The power of death is far greater than any human power. But is the power of death greater than God’s? The showdown of the cross provided us with the answer. As Jesus’ cold, dead body was placed in the tomb, it looked like all hope was lost. But, as Peter proclaims in Acts 2:24, “it was impossible for death to keep its hold on him.” Jesus rose from the dead, defeating all power that death held over himself, and any who are a part of his kingdom. This is why Paul says in 1 Thessalonians 4:13 that as believers we do not grieve like those who do not share this hope.

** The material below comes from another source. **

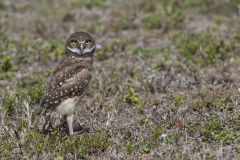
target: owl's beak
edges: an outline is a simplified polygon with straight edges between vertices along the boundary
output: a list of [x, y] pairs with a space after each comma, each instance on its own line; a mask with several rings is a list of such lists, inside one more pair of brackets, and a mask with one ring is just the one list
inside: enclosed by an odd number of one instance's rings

As Paul continues this description in 1 Thessalonians, we see that living as spirits in heaven is not our final destination. When Christ comes again, those who have died and those who are alive join the Lord, not as spirits living in heaven, but as people with an imperishable body, living in his kingdom (1 Corinthians 15:51-55; Revelation 21:1-5). As followers of Jesus we have hope because the best is yet to come!
“We exhorted each one of you and encouraged you and charged you to walk in a manner worthy of God, who calls you into his own kingdom and glory.” 1 Thessalonians 2:12
One of the most memorable movies over the past 25 years is Saving Private Ryan, starring Tom Hanks and Matt Damon. In this movie, Captain Miller (Tom Hanks) is tasked to retrieve a solider named Private Ryan (Matt Damon) whose brothers have both been killed in combat. SPOILER ALERT: At the end of the movie, Captain Miller is fatally shot in their rescue, and is left dying on the side of the road. As life starts to drain from his eyes, with his last breath he stares deeply at Private Ryan and utters the unforgettable phrase, “Earn this!”
Captain Miller had given Private Ryan the most precious gift he could offer: his own life. Private Ryan did nothing to deserve it. It was a priceless gift that was freely given to him without merit. It was now up to him to live the rest of his life in a way that was worthy of the priceless sacrifice given to him by Private Ryan.
In the same way, we have also received the most precious gift without merit: Christ has given his life, so we can live life abundantly (John 10:10), walk in righteousness (Roman 6:12-19), and abstain from evil (1 Thessalonians 5:22). We have done nothing to earn this precious gift. The question now is, what are we going to do with it?
We have the free gift. The price has been paid. Our freedom purchased. We did no works to deserve it. What God requires of us in return is “to walk in a manner worthy of God” (1 Thessalonians 2:12). Now “Earn this!”